The grounds were manicured by a small army of groundskeepers. Walkways were never in a straight line but always led you through a mock jungle, opening to vistas of pools, restaurants and the beach. Wait staff were polite and numerous, always ready to greet you with a “buenas dias.” It’s always best to acknowledge the staff with a hello in Spanish. Do not greet them with silence, as this is not their custom.
Resorts can make a lot of sense, or not, depending on the location. In Cancun where an abundance of resorts offer all the amenities you need in one place and prevent you from having to traipse about looking for attractions you found on the Internet, resorts are a very good option. (Caveat emptor still applies, as it helps to compare the ratings on Trip Advisor.) On the other hand, in a location like Paris, New York, or London or most European cities, resorts make no sense at all, hence they are not even an option in those places. Airbnb or standard hotels are the way to go.
I had two of primary goals in traveling to Cancun: To snorkel, and to visit Tulum. Neither happened. My best snorkel opportunity was at Isle de Mujeres, but all snorkel tours were cancelled that day due to high winds. Tulum didn’t work out because our time became squeezed and we instead opted for Mercado 28 and the Mayan antiquities museum in the Hotel Zone, a 10-mile peninsula with some of the toniest beaches and hotels in the area. We spent a few hours at the museum, which is undoubtedly one of the best for Mayan artifacts. We arrived at Mercado 28 toward dusk on a Sunday evening when many shops were starting to close, but were still able to navigate through the maize of corridors lined with small vendors, flea market style. Not enough time, however, to locate some exotic chili spices that I hoped for, but we did procure a few unusual t-shirts and food items.
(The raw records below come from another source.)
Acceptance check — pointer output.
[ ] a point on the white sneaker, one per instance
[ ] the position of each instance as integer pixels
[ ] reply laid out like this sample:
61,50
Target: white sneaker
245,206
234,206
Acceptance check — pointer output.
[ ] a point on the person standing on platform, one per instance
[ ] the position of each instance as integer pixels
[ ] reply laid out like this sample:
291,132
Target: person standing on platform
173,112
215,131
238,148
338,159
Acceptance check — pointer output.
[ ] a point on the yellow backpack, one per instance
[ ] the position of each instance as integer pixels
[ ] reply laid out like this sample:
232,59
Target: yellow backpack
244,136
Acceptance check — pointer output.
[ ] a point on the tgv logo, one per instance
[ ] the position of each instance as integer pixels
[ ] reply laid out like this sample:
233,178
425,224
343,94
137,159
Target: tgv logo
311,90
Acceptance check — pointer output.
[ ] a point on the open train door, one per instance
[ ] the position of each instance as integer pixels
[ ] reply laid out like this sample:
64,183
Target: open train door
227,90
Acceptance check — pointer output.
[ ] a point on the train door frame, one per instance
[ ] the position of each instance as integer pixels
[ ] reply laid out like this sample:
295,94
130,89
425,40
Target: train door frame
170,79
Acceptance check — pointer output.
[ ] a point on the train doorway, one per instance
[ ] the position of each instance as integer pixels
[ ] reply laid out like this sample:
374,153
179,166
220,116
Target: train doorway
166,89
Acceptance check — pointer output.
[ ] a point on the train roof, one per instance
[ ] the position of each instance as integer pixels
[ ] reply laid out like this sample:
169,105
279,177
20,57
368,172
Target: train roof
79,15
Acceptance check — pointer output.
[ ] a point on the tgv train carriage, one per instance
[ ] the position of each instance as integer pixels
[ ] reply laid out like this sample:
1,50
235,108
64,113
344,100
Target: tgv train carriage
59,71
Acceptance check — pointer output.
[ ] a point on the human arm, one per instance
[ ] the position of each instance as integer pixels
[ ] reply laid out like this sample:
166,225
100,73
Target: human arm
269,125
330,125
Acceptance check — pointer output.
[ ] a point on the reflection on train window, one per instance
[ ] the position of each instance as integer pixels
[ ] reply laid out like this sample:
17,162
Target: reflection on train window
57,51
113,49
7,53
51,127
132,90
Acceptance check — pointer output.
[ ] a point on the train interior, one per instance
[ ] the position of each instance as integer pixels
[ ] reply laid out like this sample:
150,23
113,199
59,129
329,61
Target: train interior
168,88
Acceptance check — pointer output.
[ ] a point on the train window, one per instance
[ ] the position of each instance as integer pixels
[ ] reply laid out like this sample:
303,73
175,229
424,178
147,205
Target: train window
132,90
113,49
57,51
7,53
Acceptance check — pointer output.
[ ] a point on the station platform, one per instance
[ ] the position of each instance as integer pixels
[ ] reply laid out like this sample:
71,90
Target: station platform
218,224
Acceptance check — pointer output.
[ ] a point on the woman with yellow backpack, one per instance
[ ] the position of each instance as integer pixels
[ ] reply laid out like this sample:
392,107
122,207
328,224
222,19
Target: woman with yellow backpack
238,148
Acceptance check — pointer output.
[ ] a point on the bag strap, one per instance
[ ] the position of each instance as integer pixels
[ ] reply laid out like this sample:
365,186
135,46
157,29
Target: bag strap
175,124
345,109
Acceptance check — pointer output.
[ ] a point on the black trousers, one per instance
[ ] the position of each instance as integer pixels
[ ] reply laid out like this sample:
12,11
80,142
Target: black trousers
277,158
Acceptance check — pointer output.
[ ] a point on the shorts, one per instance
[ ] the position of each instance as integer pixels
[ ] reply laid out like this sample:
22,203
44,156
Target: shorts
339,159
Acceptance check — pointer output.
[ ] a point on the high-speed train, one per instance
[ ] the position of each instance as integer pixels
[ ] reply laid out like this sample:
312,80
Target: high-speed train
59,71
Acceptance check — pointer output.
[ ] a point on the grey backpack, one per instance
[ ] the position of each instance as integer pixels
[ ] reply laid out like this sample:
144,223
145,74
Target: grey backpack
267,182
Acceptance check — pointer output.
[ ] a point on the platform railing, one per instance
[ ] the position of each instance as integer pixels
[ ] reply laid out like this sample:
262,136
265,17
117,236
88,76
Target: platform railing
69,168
Arriving back home, I began to reflect on why the US and Mexican cultures are so close, yet so far apart. One difference has to do with the way each country treated aboriginal Indian cultures. Both countries had periods of slavery. Early Mexican slave traders were among history’s most brutal, beginning in the 1500s, long before the English gave slavery any thought. Mexico ended slavery in 1829, however, far earlier than the US. In fact in 1829, when Mexico broke free from Spanish rule, it also officially ended the Colonial caste system in which race was all important. In 1829, Mexico was made up of 10-15% European stock in the early 1800s, which today has grown to nearly half the population according to the Mexican government. That leaves about half the population with Native American ethnic identities, with highest concentrations in southeastern Mexico including Cancun. While Mexico abolished slavery and institutional racism far earlier than the US, much to its credit, caste fighting has continued into the present day, when many indigenous Indians experience standards of living far below the average.
I for one am always heartened when I hear good news about Mexico. I also am pleased to find plenty of other Americans who appreciate Mexico for what it has to offer. Hopefully our two countries will continue partner economically and to control the crime that affects both countries. We are after all part of the same contiguous land mass and cultural influences, particularly when it comes to Native Americans.